Quoting EULA's, even if they are copyrighted, would be completely legal in the context of a compilation such as this, so long as suitable credit is given, as would be the case with any academic work. This sort of compilation is being put together in the interests of reseearch and education, so fair use applies.
File under 'M' for 'Manic ranting'
Or, here's more useful information:
"What will legally allow ?" So then you can get a nice list of which pieces of, say, music playing software, will allow a certain right.
The speed of time is one second per second.
I mean the license for the DVD consumer. The contract between MPAA and you.
There must be one. You see, under DMCA, you are violating the law every time you play a CSS-protected DVD, unless you have authorization to bypass the technological device that restricts access. If you have authorization, then bypassing wasn't circumvention. If you don't have authorization, then bypassing was circumvention.
And there is only one possible way that you can have this authorization: if you got it from them, somehow.
You either you got permission from them, and playing the DVD is legal, or you didn't, or you're a DMCA criminal.
Since MPAA attacked DeCSS, we can infer that this authorization is conditional; it doesn't just come with buying the DVD. They don't just say, "Anyone who buys our DVD may watch it." We know it's not that simple. But what the actual conditions are, or any other aspects of this deal is, remain highly mysterious. It might be that people with dark skin are not allowed to watch DVD. Or it may just have descriptions of the type of equipment that you're allowed to play it on, or something like that. Who knows?
The only way to know, is to see the text of the license that states under what conditions the end user is authorized to bypass the access control.
Whatever this license is, it's an interesting one, like the GPL, in that it actually grants you a power that you would otherwise not have (permission to watch the DVD, which would otherwise by prohibited by DMCA), in exchange for taking away other rights. Just as you can't redistribute a GPL program (a power you ordinarily wouldn't have) without either violating copyright law or agreeing to the GPL's terms, you can't watch a DVD without either violating the DMCA law or agreeing to the mystery license.
I think the license must remain secret, because if it were disclosed, it would be blatant evidence of product-tying and trigger Antitrust action. Of course, you shouldn't speak too loudly about the contract possibly having illegal terms in it, because if it's an illegal contract, then it's an invalid contract, and then you don't have authorization to watch DVDs. So if you want to watch the movie, shut your mouth.
To watch DVDs, we must be resigned to having agreed to a secret contract we'll never get to see the terms of. Does MPAA own your house? Are you sure?

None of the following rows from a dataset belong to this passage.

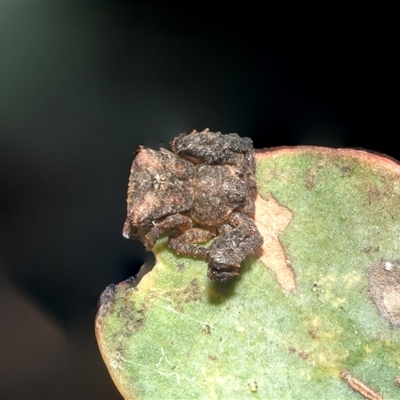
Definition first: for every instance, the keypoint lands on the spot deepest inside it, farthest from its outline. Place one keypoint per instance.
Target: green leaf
(319, 318)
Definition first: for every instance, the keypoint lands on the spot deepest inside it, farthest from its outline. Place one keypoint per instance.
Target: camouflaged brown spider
(204, 188)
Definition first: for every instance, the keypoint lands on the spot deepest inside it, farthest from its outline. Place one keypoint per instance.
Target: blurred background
(82, 84)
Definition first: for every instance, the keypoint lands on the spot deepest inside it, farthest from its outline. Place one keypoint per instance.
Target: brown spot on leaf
(384, 290)
(272, 219)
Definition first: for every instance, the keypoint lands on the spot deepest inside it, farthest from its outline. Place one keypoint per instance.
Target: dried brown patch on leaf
(384, 290)
(272, 219)
(360, 387)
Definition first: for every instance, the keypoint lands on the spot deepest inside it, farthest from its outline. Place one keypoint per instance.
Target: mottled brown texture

As copyright owner of this comment, I authorize everyone to defeat any technological measure which limits access to it.
Don't be a dumbass.
Veeck v. SBCCI refers to law passed by a legislature. As law, it must be public. For that reason, the higher court overturned the ruling. A contract is a different beast, being an agreement between two parties, and may be private. A contract is not a law. Copyright applies.

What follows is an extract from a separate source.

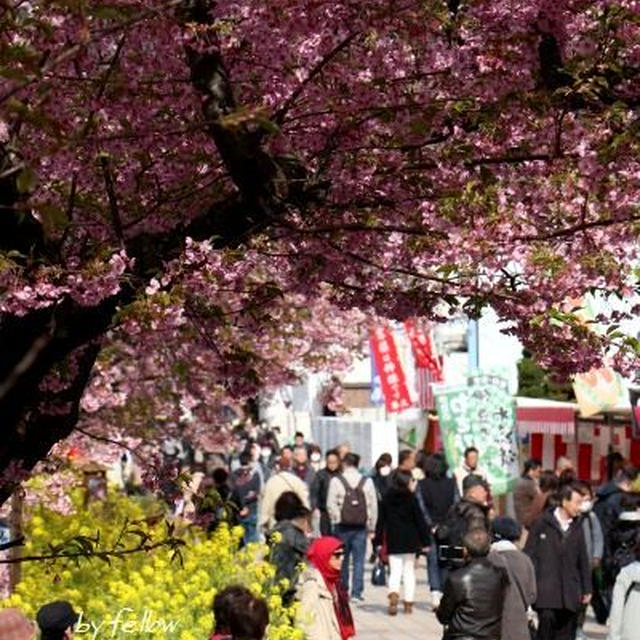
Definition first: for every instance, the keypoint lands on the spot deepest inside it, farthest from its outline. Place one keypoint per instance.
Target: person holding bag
(402, 525)
(324, 612)
(521, 592)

How about this... Perhaps you don't want to buy the software, take it home, open the box, find out you can't accept the EULA, and then discover on attempting to return it that you can't get your money back either? I think this concept is interesting because it opens up another front that software companies will need to compete on (at least for users who know enough to check the site first). After all, one of the most evil bits about EULAs in my opinion is that they don't let you see it until it's too late to decide whether or not to spend the money.